Mezzosangue con questo album abbandona quel che poteva essere una strada a senso unico. Gli album dopo il debutto con “Soul of a Supertrump”, cioè “Tree – Roots & Crown” e “Sete”, non sono forti quanto i progetti precedenti.
“Viscerale” invece li supera.
Quello di Mezzosangue è un viaggio estatico che ci porta fuori da noi mentre l’mc si tira fuori qualche sasso dalla scarpa, anzi, direi che tira fuori qualche mattone dallo stomaco. Le rime e la voce di Mezzosangue diventano gli agganci a cui aggrapparsi per staccarci dal «tran tran» quotidiano, come direbbe Sfera, e uscire finalmente da noi stessi e dai nostri impegni incessanti.
“Viscerale” instaura un doppio movimento nel suo complesso. Mezzosangue tira fuori le proprie rime dalle viscere mentre sputa tutto ciò che gli grava dentro, tutto l’odio, il rancore e anche l’amore; nel frattempo noi ascoltatori siamo catapultati fuori da noi stessi… si, ok, fuori da noi stessi ma dove?
In 32 minuti e 58 secondi gli ascoltatori sono sradicati dalla propria quotidianità per essere proiettati in quell’ambiente caldo, luminoso e casalingo rappresentato in copertina.

La cover, infatti, raffigura un ipotetico Mezzosangue senza maschera, che disteso sul divano con il proprio cane guarda fuori dalla vetrata di casa e si rilassa mentre osserva il proprio giardino. Mi piace pensare che quella casa in cui il rapper è tanto a suo agio sia il rap.
In “Viscerale” Mezzosangue è perfettamente a suo agio nel proprio elemento, si è lasciato alle spalle ogni pericolo di diventare la caricatura di sé stesso, e come dice in un brano forse era veramente lui che si auto-sabotava, mentre adesso ha ritrovato qualcosa che stava perdendo.
La prima rima a cui mi sono agganciato per la mia estasi personale è stata:
«la loro fame è viscida, la mia fame è viscerale»
Mezzosangue – Viscerale (Viscerale, 2025)
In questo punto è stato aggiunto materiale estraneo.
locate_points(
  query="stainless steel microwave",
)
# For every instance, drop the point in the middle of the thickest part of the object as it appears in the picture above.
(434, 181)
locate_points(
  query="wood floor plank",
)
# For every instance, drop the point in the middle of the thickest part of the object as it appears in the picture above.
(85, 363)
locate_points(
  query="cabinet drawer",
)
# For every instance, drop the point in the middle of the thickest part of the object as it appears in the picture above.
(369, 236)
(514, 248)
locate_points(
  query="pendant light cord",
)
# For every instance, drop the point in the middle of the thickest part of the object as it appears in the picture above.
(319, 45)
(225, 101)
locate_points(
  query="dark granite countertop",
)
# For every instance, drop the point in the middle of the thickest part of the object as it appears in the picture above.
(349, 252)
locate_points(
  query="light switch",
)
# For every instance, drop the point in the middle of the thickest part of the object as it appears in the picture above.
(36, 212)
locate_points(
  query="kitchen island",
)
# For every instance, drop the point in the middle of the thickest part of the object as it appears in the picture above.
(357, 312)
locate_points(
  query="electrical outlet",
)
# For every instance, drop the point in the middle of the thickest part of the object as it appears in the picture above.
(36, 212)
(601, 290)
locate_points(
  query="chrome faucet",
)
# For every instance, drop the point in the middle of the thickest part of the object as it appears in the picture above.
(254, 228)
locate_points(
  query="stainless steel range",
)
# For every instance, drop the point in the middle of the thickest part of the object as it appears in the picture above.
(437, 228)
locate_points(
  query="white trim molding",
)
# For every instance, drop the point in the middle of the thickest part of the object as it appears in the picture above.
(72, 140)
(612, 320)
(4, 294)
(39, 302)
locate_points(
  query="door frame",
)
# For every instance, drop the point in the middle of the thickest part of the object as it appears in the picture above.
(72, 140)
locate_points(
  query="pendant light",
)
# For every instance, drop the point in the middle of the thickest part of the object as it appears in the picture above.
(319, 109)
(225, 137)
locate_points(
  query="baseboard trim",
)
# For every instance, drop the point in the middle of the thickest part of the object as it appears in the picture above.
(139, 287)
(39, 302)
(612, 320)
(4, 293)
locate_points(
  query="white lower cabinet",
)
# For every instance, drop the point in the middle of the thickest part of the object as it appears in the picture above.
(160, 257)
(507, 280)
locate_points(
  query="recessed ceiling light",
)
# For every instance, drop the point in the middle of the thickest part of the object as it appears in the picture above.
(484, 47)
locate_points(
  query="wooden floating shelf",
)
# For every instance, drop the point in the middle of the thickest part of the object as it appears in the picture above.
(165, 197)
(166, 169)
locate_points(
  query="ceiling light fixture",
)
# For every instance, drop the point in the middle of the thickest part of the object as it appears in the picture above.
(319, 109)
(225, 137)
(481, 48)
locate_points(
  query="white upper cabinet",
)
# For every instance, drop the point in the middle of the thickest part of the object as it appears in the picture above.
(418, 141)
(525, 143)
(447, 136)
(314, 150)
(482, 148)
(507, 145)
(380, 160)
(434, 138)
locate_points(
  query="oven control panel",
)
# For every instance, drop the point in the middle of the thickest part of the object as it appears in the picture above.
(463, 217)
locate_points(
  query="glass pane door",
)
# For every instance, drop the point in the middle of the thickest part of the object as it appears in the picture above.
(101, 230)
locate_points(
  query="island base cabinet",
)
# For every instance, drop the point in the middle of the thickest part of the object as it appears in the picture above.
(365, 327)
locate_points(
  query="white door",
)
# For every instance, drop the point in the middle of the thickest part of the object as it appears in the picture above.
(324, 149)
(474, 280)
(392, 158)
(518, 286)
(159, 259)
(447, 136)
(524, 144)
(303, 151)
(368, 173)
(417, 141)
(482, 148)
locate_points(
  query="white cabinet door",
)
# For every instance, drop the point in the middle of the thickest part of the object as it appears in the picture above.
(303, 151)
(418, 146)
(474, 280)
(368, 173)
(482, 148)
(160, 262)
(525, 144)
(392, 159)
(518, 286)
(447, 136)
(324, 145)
Non so quanto sia intenzionale da parte dell’mc romano la parafrasi di una barra di un altro intro di un classico del rap italiano old school, mi riferisco a “Tora-Ki” di Raige e Zonta. Raige è il fratello maggiore di Ensi, e prima che iniziasse a cantare e a fare pop era uno dei rapper più forti della scena italiana. Nell’intro del suddetto concept album possiamo sentire la barra: «il vostro amore viscido contro il mio amore viscerale».
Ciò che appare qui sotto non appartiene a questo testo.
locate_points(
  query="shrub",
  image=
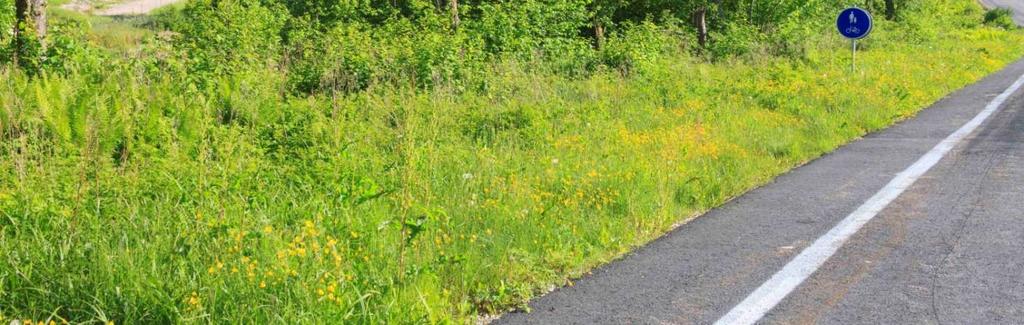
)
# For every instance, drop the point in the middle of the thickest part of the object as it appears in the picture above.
(1000, 17)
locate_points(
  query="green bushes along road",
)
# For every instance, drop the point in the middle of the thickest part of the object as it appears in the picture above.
(312, 162)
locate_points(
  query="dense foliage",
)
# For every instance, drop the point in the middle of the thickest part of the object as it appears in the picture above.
(380, 162)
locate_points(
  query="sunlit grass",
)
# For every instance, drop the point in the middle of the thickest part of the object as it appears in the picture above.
(134, 200)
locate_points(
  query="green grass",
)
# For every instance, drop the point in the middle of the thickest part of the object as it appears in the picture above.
(134, 199)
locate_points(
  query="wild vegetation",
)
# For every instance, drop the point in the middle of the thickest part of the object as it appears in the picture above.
(418, 161)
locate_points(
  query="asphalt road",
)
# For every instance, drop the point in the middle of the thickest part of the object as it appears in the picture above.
(948, 250)
(1016, 5)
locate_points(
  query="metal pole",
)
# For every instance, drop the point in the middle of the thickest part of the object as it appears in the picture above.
(853, 65)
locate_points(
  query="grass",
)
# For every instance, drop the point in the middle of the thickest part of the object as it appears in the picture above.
(134, 199)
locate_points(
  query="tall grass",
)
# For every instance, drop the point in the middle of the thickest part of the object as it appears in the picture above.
(135, 199)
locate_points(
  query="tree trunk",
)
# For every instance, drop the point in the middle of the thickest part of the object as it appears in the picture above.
(39, 18)
(20, 15)
(700, 23)
(891, 9)
(454, 6)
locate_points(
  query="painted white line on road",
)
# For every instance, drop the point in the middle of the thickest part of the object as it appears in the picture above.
(771, 292)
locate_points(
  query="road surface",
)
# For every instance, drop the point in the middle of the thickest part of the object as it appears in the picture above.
(1016, 5)
(947, 249)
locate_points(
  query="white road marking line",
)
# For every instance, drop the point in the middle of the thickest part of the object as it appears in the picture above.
(771, 292)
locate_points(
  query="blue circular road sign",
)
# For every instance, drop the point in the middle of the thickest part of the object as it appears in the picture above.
(854, 24)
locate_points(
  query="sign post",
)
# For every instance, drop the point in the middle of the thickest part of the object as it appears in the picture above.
(854, 24)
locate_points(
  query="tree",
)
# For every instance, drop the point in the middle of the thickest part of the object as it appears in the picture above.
(891, 9)
(454, 8)
(604, 13)
(29, 12)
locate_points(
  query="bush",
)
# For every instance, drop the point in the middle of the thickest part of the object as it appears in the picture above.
(1000, 17)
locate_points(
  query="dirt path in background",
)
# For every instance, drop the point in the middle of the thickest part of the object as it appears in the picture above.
(132, 7)
(1016, 5)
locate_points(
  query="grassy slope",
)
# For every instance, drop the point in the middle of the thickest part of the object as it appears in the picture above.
(132, 199)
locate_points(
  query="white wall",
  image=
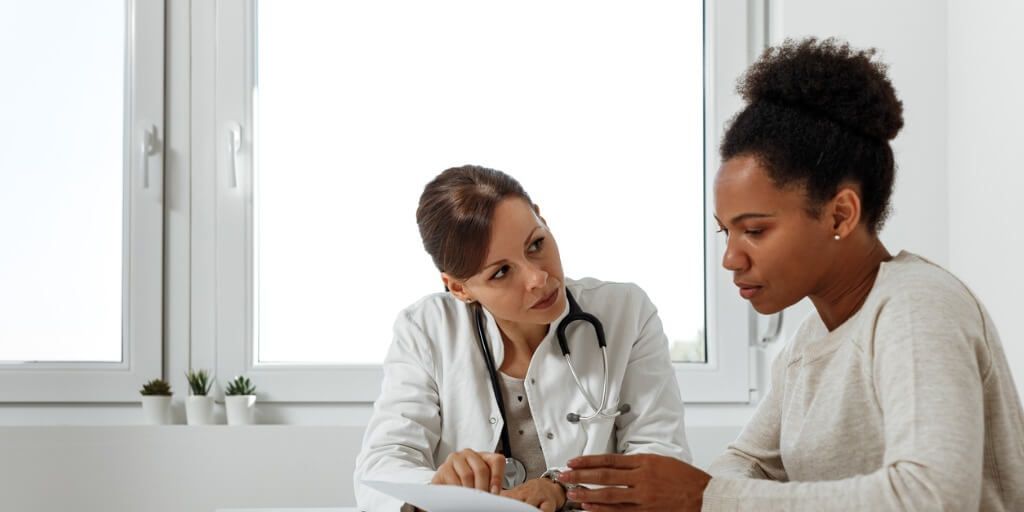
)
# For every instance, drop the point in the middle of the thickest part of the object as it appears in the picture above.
(986, 171)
Sembra che la “fotta” che pervadeva e caratterizzava il joint album di Raige e Zonta sia stata rievocata nell’album di Mezzosangue, e che quella barra parafrasata sia come un incantesimo che infonde una particolare forza e coerenza di fondo all’intero progetto. La fame di Mezzosangue è autentica, al contrario di quella di molti altri, fame subdola, approfittatrice, viscida. L’autenticità nel suo ottavo progetto musicale acquisisce lo smalto della consapevolezza.
Una consapevolezza che sentiamo nell’uso della voce, perché Mezzosangue non si limita a rappare ma interpreta le proprie rime, crea storytelling e, a seconda dell’atmosfera che vuole indurre nell’ascoltatore, sa modificare il proprio flow a piacimento. Piano piano, infatti, la voce di Mezzosangue ci trascina all’interno del suo personale viaggio. È come se la grana della sua voce funzionasse da materiale abrasivo a cui l’orecchio dell’ascoltatore rimane attaccato.
Gli appigli sono molti e sono impossibili da riassumere all’interno di poche righe. Quel che è certo è che Mezzosangue ha abbandonato i propri schemi per lasciarsi andare e divertirsi come non faceva da tempo.